Altech disposes of East Africa ops
JSE-listed ICT group, Altech, has disposed of its East African operations in a deal that would see Liquid Telcom taking over the group’s relevant assets.
As part of the deal, Altech will also purchase an additional ordinary shareholding in Liquid to the amount of US$16.5 million, and will remain a strategic minority shareholder in Liquid, holding an initial 8.6% of Liquid’s issued share capital.
For so long as Altech holds all of the shares, it will be entitled to 10% of all votes capable of being cast at general meetings of ordinary shareholders of Liquid – and for so long as Altech holds not less than 5% of the total issued share capital of Liquid, Altech will be allowed to appoint one director on the group board.

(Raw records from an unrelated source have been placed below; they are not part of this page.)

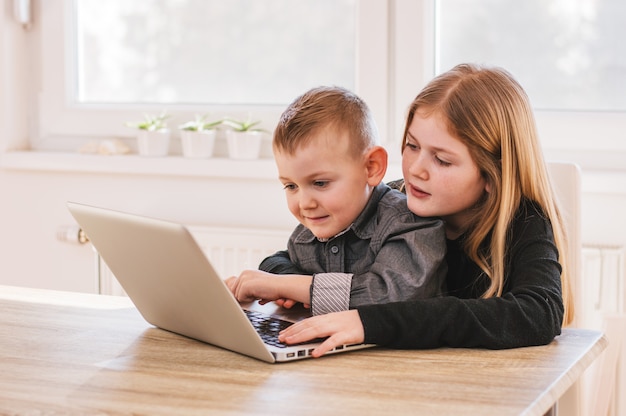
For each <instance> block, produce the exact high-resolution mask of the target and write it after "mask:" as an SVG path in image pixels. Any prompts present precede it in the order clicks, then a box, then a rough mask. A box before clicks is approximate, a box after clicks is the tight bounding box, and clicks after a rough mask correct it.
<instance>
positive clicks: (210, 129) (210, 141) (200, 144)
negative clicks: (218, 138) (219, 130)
mask: <svg viewBox="0 0 626 416" xmlns="http://www.w3.org/2000/svg"><path fill="white" fill-rule="evenodd" d="M221 123H222V120H216V121H207V116H206V115H204V116H198V115H196V118H195V120H192V121H188V122H187V123H184V124H181V125H180V126H178V128H179V129H180V140H181V144H182V147H183V156H185V157H189V158H207V157H211V155H213V147H214V146H215V133H216V131H215V128H216V127H217V126H219V125H220V124H221Z"/></svg>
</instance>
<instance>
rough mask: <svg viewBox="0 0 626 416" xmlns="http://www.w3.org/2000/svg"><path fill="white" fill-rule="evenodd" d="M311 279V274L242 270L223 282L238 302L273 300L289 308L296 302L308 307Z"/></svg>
mask: <svg viewBox="0 0 626 416" xmlns="http://www.w3.org/2000/svg"><path fill="white" fill-rule="evenodd" d="M312 280H313V278H312V276H304V275H275V274H272V273H266V272H263V271H260V270H244V271H243V272H242V273H241V274H240V275H239V276H233V277H229V278H228V279H226V280H225V283H226V286H228V288H229V289H230V291H231V292H232V293H233V295H234V296H235V298H236V299H237V300H238V301H239V302H251V301H254V300H259V301H260V303H261V304H263V303H267V302H271V301H275V302H276V303H277V304H278V305H279V306H282V307H285V308H291V307H293V305H295V304H296V303H298V302H301V303H303V304H304V305H305V306H307V307H308V305H309V304H310V303H311V301H310V295H309V293H310V287H311V282H312Z"/></svg>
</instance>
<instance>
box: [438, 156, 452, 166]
mask: <svg viewBox="0 0 626 416" xmlns="http://www.w3.org/2000/svg"><path fill="white" fill-rule="evenodd" d="M435 160H436V161H437V163H439V164H440V165H441V166H450V165H451V164H452V163H450V162H446V161H445V160H441V159H439V158H438V157H437V156H435Z"/></svg>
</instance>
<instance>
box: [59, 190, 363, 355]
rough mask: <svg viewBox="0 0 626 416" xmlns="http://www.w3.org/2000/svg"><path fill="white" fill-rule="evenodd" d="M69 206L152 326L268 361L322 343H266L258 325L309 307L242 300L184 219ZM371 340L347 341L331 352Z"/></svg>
mask: <svg viewBox="0 0 626 416" xmlns="http://www.w3.org/2000/svg"><path fill="white" fill-rule="evenodd" d="M67 206H68V208H69V210H70V212H71V213H72V215H73V216H74V218H75V219H76V221H77V222H78V224H79V225H80V226H81V228H82V230H83V231H84V232H85V234H86V235H87V237H88V238H89V240H90V241H91V243H92V244H93V246H94V247H95V249H96V250H97V251H98V253H99V254H100V256H101V257H102V258H103V259H104V261H105V262H106V264H107V266H108V267H109V269H111V271H112V272H113V274H114V275H115V277H116V278H117V280H118V281H119V283H120V284H121V286H122V288H123V289H124V290H125V291H126V293H127V294H128V296H129V297H130V299H131V300H132V301H133V303H134V304H135V306H136V307H137V309H138V310H139V312H140V313H141V315H142V316H143V317H144V319H145V320H146V321H148V322H149V323H150V324H152V325H154V326H156V327H159V328H161V329H165V330H168V331H171V332H175V333H177V334H180V335H184V336H186V337H189V338H194V339H196V340H199V341H203V342H206V343H208V344H212V345H216V346H218V347H222V348H225V349H228V350H231V351H235V352H238V353H240V354H244V355H248V356H250V357H254V358H257V359H259V360H263V361H267V362H270V363H274V362H283V361H291V360H298V359H302V358H307V357H310V356H311V351H312V350H313V349H314V348H315V347H316V346H317V345H319V342H317V343H307V344H300V345H295V346H287V345H285V344H280V343H278V344H277V345H276V343H275V342H274V345H272V341H265V340H264V338H267V337H268V336H267V335H265V334H263V335H262V334H261V333H260V332H259V331H264V330H267V329H271V328H275V327H276V326H279V325H282V326H284V325H289V324H290V322H291V323H292V322H295V321H297V320H298V319H302V318H304V317H306V316H308V311H307V310H305V309H304V308H299V309H300V310H299V311H298V310H288V309H284V308H280V307H278V306H276V305H275V304H273V303H271V304H267V305H259V304H258V303H257V302H253V303H250V304H246V305H241V304H239V302H237V300H236V299H235V297H234V296H233V295H232V294H231V292H230V290H229V289H228V288H227V287H226V285H225V283H224V282H223V280H222V278H221V277H220V276H218V275H217V273H216V272H215V269H214V268H213V266H212V265H211V263H210V261H209V259H208V258H207V257H206V255H205V254H204V252H203V251H202V249H201V248H200V246H198V244H197V242H196V240H195V239H194V238H193V236H192V234H191V233H190V232H189V230H187V228H186V227H185V226H184V225H181V224H177V223H174V222H170V221H164V220H160V219H156V218H149V217H145V216H140V215H135V214H130V213H125V212H120V211H115V210H110V209H106V208H99V207H94V206H89V205H84V204H79V203H75V202H68V203H67ZM278 318H279V319H278ZM277 321H278V322H277ZM281 321H282V322H281ZM285 321H287V322H285ZM253 322H255V323H253ZM371 346H372V345H371V344H359V345H344V346H339V347H337V348H335V349H334V350H333V351H331V352H329V354H331V353H338V352H344V351H349V350H354V349H360V348H365V347H371Z"/></svg>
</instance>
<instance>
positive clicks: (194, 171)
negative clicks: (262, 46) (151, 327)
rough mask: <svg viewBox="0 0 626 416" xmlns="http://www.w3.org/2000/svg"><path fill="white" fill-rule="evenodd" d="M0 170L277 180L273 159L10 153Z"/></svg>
mask: <svg viewBox="0 0 626 416" xmlns="http://www.w3.org/2000/svg"><path fill="white" fill-rule="evenodd" d="M0 167H2V168H3V169H14V170H29V171H55V172H91V173H114V174H130V175H162V176H189V177H194V176H195V177H197V176H200V177H214V178H230V179H233V178H253V179H268V180H269V179H271V180H277V178H278V173H277V171H276V165H275V164H274V161H273V160H272V159H257V160H233V159H228V158H219V157H215V158H208V159H189V158H184V157H182V156H167V157H154V158H152V157H144V156H138V155H136V154H135V155H111V156H108V155H94V154H81V153H65V152H42V151H10V152H6V153H4V154H2V155H0Z"/></svg>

Altech will not be entitled to any Liquid dividend payouts for 18 months.
Liquid was established in 1997 as an independent telecommunications provider for international, voice, internet and data traffic, and other related services based on satellite communication technology.
It has since become a supplier of fibre, satellite, international carrier services and infrastructure to fixed and mobile telecommunications operators, internet service providers (ISPs) and enterprises in developing countries – particularly in central and southern Africa.
“Altech believes that its [Altech East Africa] network would benefit considerably from becoming part of a larger, specialist network and ISP operator with more extensive experience in building, maintaining and operating networks in Africa,” Altech said in a SENS announcement.
“The combination of Liquid´s southern and central African network facilities with those of AEA in East Africa will create a formidable pan-African entity which will be able to offer unparalleled communications, access and support services to major international corporate clients, in particular.”
According to Altech, the combination of Liquid’s and Altech East Africa’s network will create the African continent’s largest single terrestrial fibre network connecting more African countries than any other single terrestrial network.
The transaction is still subject to approval by the Altech board, the board of Altech’s listed holding company Allied Electronics Corporation Limited (Altron), the board of Liquid; and approval by any applicable regulatory bodies.
East Africa problems
In 2012, Altech suffered due to its operations in East and West Africa – though saw a marked improvement in group operations after signing a deal to offload the latter (West Africa).
In September 2012, Altech reported a R420 million loss in results from operating activities for the six month period ending August 2012, from a R283 million profit in 2011.
Revenue increased by 6.8% to R5.2 billion, and its operating profit before capital items was 13.5% lower than that of the prior period, mainly due to losses incurred in Altech’s operations in East and West Africa.
At the time of the report, Altech CEO, Craig Venter said that the impairments incurred by Altech over the interim period solely related to East and West Africa.
“Altech East Africa was substantially profitable for the two year period following the acquisitions of KDN, Infocom and ASG,” Altech said on Monday (28 January 2013).
“Overall, however, it has been significantly loss-making recently, due to a number of adverse factors.”
“These include the simultaneous connection of several new undersea cables to East Africa, leading to substantial over-capacity in wholesale bandwidth and resulting in price decreases of over 80%.”
According to Altech’s statement, the post-transaction headline earnings per share and basic loss per share for the group have been adjusted for the de-recognition of the East Africa losses from the group; a once-off transaction costs of R5 million; and an estimated finance expense of R40 million.
“The ‘After the transaction’ basic loss per share has been adjusted for the recognition of a loss on disposal of R666 million attributable to Altech shareholders,” Altech said.